We meet the cast of characters as they board the ship that will take them to what they expect to be a better life in the unknown country of Mexico. The ominously named Continental Colonization Company is paying for their voyage and will give them jobs upon their arrival. None of the passengers know they are destined to work in henequen plantations. (Henequen, resembling “upside down demons’ toenails,” is a prickly agave that was a major cash crop for the Yucatán.) Most of them imagine they will return to Korea with money in their pockets. None of them do.

Spliced into the saga of the emigrants’ voyage and the indignities of their new plantation lives are the factual details of events surrounding the fall of the Korean empire. Likewise, the author introduces lessons about Mexico: “The Yucatán Peninsula is roughly the size of South Dakota. To the east, it is separated from Cuba by the Yucatán Channel, which joins the Caribbean Sea and the Gulf of Mexico, and the Gulf Stream flows rapidly northwest.” At first these history lessons feel like jarring, graceless intrusions upon the narrative. As the novel progresses, however, such passages, which explain the roots and chronology of the Mexican Revolution, intertwine seamlessly with the story.

As the years advance, the story dwells less on the human details of the emigrants’ lives and more on the historical events that the characters are swept up in. Kim Ijeong becomes a soldier for Pancho Villa; Bak Jeonghun finds himself appointed General Álvaro Obregón’s barber and later fights side by side with him. In their homeland, the Koreans were pawns of history, but in their new country they become active participants. And yet, the further they drift from the memories of their homeland, the less they resemble characters in a novel and the more they become figures in history. By Part Three, which tells the tale of the founding of New Korea by Kim Ijeong and some of the other Ilford passengers among the Mayan ruins of Tikal, it seems as though the novel has evolved into a nonfiction narrative.
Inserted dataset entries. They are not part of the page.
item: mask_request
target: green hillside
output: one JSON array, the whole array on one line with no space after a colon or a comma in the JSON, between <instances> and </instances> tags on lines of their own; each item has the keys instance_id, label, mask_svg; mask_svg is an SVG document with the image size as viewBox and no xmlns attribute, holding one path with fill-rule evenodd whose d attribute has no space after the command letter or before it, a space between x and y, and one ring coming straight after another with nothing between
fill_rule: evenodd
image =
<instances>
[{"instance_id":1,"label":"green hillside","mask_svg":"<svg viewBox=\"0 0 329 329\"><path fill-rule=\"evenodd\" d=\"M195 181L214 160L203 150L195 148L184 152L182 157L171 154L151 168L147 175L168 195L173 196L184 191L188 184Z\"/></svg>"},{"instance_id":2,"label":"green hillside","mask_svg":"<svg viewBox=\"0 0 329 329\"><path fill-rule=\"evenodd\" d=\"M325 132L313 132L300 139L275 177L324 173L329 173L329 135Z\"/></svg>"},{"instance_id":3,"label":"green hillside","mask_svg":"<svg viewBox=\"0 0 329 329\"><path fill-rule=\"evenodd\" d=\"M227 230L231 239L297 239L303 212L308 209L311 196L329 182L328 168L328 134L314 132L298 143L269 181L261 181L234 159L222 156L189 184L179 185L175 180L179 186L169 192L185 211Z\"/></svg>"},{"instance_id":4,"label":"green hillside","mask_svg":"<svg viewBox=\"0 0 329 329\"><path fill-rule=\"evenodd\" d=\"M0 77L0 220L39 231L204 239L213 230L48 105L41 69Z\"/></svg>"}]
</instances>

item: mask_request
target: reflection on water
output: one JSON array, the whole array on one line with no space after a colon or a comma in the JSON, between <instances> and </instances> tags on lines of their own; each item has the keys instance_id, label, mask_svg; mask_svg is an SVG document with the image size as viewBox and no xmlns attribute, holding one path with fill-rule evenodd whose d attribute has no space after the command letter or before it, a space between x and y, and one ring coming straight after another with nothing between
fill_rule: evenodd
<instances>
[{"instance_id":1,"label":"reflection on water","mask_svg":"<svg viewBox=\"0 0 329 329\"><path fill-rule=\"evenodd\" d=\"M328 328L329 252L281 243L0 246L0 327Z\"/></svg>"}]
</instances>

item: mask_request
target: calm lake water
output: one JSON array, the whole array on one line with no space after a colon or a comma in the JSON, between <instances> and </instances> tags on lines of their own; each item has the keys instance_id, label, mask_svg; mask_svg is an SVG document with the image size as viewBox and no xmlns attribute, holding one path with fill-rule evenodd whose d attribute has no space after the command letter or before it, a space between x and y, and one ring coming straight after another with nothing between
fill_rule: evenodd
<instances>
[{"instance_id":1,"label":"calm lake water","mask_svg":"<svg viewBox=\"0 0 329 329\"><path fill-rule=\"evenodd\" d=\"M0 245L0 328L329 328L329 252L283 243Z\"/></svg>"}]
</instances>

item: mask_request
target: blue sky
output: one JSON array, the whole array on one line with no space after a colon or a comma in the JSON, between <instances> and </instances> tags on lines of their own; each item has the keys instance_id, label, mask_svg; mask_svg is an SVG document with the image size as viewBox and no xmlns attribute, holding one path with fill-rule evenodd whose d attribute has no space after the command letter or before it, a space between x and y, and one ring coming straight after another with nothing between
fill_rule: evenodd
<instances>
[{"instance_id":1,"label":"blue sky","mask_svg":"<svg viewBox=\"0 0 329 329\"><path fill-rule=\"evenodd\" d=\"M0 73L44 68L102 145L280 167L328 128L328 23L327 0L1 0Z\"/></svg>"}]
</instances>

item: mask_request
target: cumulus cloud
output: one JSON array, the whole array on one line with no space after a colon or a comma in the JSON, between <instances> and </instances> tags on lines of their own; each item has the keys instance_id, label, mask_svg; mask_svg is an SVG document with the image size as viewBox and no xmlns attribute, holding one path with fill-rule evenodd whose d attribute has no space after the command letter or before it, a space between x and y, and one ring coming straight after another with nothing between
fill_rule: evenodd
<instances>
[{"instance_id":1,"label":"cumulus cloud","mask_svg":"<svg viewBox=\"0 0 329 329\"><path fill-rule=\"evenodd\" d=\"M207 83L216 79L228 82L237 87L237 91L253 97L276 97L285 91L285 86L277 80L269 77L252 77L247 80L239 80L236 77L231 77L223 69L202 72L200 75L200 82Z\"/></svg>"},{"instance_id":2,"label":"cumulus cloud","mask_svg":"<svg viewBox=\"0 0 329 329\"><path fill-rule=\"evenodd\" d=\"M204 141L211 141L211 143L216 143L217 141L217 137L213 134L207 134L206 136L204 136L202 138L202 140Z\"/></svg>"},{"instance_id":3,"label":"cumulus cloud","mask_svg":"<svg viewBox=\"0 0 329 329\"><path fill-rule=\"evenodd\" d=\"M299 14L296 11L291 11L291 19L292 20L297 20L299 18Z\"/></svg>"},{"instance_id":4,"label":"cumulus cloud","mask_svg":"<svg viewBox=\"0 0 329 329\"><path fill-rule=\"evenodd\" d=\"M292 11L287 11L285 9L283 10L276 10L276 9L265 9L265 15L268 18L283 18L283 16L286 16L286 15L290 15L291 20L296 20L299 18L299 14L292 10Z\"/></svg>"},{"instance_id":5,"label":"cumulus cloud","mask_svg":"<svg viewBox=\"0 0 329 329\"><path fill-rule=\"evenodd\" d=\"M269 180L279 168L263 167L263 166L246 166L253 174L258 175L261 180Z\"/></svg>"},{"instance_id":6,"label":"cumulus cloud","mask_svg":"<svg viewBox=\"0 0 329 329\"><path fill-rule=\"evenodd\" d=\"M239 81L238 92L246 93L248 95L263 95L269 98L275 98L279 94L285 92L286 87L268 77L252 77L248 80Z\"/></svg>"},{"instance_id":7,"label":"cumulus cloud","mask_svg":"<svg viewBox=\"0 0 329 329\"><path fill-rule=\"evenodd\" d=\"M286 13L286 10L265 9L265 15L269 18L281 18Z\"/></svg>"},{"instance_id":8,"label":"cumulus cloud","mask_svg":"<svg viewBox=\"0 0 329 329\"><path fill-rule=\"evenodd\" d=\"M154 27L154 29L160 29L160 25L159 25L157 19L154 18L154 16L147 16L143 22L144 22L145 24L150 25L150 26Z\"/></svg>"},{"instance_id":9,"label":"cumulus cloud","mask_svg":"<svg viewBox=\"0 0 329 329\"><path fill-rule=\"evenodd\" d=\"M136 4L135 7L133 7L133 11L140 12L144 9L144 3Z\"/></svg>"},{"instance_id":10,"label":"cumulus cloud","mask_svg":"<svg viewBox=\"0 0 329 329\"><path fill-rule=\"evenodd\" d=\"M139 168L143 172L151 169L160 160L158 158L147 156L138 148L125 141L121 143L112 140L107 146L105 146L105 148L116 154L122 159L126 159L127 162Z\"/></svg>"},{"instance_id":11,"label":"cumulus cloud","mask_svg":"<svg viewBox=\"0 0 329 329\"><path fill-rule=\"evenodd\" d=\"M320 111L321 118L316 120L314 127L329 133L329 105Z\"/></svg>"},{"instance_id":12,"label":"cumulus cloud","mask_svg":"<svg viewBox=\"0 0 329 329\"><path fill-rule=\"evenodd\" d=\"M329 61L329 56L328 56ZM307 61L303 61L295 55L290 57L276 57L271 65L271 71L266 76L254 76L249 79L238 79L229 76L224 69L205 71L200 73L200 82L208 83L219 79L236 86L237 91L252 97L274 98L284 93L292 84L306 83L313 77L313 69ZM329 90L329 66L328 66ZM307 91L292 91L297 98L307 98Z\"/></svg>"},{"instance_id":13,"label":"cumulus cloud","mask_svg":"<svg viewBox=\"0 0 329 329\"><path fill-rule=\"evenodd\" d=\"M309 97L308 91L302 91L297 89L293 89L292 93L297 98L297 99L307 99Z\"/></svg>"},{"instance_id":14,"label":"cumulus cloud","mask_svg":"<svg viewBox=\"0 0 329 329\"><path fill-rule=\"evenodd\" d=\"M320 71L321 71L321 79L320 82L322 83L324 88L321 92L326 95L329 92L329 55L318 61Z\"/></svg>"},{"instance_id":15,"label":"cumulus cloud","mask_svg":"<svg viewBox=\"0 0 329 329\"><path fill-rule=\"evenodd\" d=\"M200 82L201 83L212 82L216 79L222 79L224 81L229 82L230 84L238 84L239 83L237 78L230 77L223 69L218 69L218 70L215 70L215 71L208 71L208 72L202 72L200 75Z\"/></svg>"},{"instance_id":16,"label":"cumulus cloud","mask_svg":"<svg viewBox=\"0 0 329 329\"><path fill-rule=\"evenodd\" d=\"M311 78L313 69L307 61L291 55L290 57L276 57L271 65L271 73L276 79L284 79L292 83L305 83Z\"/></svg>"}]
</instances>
Black Flower offers exquisitely detailed stories of its varied characters and their struggle in the New World. But some readers may feel a little cheated, for after such fine writing and storytelling, Young-Ha Kim shifts to an abrupt climax — the high drama of the founding of a new state and its subsequent demise — all packed into the last 24 pages of a 320-page book. At times, what the author calls his “postmodern” style, or the mixing of genres, is wearying. Despite these flaws, Black Flower is a deeply engaging work by a highly regarded South Korean writer.

In the author’s note, Young-Ha Kim writes that “there is no such thing as a black flower; it exists only in the imagination. In the same way, the place that the characters in the novel hoped to go to is a utopia that does not exist in reality.” The Mexico of their destination was a country in name only, fought over and picked apart by a number of petty despots. The country they fled soon ceased to exist too, annexed by Japan. And the country that Ijeong and his fellow mercenaries founded in 1916 among the splendid ruins of the great Mayan civilization was also just a momentary mirage.

The idea of country that most of us hold dear can collapse in an instant and be swallowed up without a trace by the insatiable jungle.

Alice Stephens is a regular contributor to The Independent.